L’approccio in realtà offre l’occasione per riflettere sul fatto che anche altri partiti conservatori, dall’Europa agli Usa (dove si vota alla fine dell’anno prossimo) hanno in mente programmi del genere. Insomma, ci si domanda da osservatori politici, se sia sempre più chiara l’esistenza di una netta polarizzazione sul cambiamento climatico, tra destra e sinistra, a livello internazionale. C’è chi addirittura parla di “coordinamento globale di politica climatica” per quanto riguarda la destra conservatrice. Tuttavia, a questo punto, lo stesso si potrebbe dire per i partiti progressisti.
Sembra rilevabile un po’ da tutti che le sinistre su scala mondiale abbiano esplicitamente fatto proprio il proposito di modificare il modello di sviluppo abbattendo le emissioni di carbonio, mentre le destre da più parti cercano di dare al problema dei confini diversi.

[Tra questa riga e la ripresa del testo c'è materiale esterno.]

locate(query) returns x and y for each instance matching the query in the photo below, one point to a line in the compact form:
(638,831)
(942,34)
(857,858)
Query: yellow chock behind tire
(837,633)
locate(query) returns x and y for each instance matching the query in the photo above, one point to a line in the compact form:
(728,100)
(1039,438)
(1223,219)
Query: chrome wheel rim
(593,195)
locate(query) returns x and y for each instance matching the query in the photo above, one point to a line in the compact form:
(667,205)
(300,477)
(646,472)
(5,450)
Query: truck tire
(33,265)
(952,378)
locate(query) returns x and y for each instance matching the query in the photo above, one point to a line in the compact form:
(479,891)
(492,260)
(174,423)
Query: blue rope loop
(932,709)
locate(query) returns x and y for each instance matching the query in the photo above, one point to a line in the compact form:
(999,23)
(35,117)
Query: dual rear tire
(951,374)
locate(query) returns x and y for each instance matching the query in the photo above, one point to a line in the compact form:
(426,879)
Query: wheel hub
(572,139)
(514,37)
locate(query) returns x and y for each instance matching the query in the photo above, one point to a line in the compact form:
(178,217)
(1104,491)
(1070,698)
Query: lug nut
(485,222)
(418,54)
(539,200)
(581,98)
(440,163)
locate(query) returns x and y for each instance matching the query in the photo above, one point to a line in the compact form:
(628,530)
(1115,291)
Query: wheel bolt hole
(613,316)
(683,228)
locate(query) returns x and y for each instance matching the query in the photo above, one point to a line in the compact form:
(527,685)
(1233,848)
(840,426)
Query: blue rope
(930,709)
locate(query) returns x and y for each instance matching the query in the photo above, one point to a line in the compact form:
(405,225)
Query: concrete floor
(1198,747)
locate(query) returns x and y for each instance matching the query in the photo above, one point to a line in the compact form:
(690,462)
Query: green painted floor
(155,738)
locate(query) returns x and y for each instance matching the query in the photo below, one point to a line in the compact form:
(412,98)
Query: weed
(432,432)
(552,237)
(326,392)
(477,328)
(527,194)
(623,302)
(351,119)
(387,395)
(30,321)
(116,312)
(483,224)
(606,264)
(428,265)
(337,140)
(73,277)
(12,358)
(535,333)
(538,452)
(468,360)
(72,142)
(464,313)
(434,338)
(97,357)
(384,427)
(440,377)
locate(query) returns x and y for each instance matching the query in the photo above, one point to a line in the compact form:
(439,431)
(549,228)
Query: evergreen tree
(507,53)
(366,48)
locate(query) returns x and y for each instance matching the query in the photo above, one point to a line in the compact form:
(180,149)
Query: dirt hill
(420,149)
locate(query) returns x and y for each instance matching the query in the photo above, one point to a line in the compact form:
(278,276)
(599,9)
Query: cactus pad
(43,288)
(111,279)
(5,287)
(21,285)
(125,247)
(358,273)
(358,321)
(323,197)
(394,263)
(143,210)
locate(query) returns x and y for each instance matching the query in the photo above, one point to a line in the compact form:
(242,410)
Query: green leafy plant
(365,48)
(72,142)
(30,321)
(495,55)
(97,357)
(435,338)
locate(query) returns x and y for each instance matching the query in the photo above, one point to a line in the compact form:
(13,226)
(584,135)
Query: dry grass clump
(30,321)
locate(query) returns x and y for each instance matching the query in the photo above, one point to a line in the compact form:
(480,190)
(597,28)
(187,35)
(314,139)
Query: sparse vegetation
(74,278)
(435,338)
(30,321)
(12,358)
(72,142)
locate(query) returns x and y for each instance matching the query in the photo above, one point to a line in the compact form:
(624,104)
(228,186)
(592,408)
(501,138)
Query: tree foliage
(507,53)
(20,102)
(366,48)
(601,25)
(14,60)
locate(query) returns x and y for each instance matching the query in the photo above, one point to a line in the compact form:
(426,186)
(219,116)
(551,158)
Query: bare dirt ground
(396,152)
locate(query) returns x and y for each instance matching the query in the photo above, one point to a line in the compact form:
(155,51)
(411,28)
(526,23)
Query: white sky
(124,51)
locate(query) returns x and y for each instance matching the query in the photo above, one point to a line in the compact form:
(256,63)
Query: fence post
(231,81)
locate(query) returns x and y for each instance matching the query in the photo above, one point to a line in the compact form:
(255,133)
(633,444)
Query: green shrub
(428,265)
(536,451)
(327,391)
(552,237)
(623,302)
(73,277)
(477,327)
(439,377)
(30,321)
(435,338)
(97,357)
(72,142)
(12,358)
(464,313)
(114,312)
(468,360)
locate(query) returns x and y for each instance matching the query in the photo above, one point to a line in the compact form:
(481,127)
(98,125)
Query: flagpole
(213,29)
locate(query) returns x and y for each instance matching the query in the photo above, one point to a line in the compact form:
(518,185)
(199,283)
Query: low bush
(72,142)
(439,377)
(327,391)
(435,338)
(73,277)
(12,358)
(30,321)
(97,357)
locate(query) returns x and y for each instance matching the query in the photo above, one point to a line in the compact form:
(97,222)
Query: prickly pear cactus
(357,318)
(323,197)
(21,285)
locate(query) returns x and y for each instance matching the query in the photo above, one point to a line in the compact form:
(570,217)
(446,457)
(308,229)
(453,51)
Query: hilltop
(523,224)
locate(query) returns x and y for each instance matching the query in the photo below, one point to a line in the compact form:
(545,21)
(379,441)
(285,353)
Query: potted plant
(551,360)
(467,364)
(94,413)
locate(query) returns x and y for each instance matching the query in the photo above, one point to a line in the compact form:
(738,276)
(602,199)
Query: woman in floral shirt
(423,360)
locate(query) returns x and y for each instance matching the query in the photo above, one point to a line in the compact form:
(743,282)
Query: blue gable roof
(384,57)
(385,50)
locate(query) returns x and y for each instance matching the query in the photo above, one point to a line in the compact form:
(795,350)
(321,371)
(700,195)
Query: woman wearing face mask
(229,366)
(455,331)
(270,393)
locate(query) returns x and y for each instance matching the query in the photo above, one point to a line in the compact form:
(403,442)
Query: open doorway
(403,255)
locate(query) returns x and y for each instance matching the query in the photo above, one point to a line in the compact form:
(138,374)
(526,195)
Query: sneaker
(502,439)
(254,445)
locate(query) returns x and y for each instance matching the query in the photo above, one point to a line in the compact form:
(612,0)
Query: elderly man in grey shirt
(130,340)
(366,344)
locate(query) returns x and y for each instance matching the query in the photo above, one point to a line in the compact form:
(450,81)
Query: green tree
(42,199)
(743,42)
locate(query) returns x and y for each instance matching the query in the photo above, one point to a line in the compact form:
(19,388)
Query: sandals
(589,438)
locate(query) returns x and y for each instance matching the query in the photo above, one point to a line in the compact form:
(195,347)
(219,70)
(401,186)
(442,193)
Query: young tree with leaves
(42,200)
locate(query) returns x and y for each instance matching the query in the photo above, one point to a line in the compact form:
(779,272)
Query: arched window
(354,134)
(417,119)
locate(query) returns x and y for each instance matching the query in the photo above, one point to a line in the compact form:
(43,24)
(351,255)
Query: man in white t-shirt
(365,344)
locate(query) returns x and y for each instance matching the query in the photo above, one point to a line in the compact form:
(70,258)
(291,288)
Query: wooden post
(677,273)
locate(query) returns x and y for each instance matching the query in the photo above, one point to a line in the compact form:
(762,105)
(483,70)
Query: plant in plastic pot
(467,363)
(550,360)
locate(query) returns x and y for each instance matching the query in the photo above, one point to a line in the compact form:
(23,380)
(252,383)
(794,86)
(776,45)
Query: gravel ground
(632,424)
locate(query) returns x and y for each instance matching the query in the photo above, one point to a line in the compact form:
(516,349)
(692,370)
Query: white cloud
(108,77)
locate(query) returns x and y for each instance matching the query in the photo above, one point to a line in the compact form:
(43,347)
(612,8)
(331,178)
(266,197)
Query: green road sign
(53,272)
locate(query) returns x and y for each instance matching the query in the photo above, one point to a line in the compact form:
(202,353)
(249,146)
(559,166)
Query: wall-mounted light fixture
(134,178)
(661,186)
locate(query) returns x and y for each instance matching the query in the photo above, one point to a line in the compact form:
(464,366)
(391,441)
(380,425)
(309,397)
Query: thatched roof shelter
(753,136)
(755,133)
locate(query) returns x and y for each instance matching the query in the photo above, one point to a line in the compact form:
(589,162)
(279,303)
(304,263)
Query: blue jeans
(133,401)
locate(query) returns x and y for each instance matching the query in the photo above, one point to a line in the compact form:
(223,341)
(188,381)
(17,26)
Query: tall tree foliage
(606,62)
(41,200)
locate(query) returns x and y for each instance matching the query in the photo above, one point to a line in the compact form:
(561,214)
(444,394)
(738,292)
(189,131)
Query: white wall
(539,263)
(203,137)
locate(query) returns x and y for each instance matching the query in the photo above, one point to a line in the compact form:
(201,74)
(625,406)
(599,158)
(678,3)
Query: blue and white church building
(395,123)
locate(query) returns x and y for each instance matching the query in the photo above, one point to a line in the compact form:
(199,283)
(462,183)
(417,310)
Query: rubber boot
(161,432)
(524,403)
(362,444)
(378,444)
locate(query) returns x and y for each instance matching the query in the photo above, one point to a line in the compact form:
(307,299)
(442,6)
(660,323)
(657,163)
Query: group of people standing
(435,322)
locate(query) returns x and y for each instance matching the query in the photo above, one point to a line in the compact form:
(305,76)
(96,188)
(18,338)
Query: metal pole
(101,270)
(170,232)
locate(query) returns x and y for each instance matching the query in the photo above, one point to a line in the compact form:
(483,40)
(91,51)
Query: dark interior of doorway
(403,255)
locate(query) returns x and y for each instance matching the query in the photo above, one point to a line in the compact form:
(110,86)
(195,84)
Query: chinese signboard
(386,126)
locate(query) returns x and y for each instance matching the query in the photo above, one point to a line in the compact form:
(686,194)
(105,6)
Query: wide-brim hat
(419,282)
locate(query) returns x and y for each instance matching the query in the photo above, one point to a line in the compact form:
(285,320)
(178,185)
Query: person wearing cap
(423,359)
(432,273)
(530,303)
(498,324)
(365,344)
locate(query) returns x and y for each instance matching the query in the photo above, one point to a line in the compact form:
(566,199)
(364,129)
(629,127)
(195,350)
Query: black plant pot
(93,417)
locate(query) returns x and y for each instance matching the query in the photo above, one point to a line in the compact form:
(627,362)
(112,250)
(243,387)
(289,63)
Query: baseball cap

Si può pensare, e spesso lo si esprime anche mediaticamente, che ciò sia dovuto, da una parte, alla storica vocazione naturalista dell’area progressista, e dall’altra parte a una consolidata vicinanza agli interessi delle grandi aziende, anche quelle energetiche. Ma ciò appare semplicistico e anche ingiurioso. Vero infatti che tutti i principali partiti che guidano nazioni importanti, siano essi di destra o di sinistra, hanno rapporti diretti col mondo produttivo. Piuttosto, c’è una certa politica che manifesta timore e disagio nei confronti di narrazioni apocalittiche che invocano soluzioni repentine e drastiche, credendo che ciò possa essere controproducente. A destra, ad esempio, circola da molto il pensiero che non si possano abbandonare del tutto i combustibili fossili e in fretta, mentre la sinistra si mostra ogni giorno più convinta della necessità di fare presto e in grande, fiduciosi dei risultati che i cambiamenti genereranno.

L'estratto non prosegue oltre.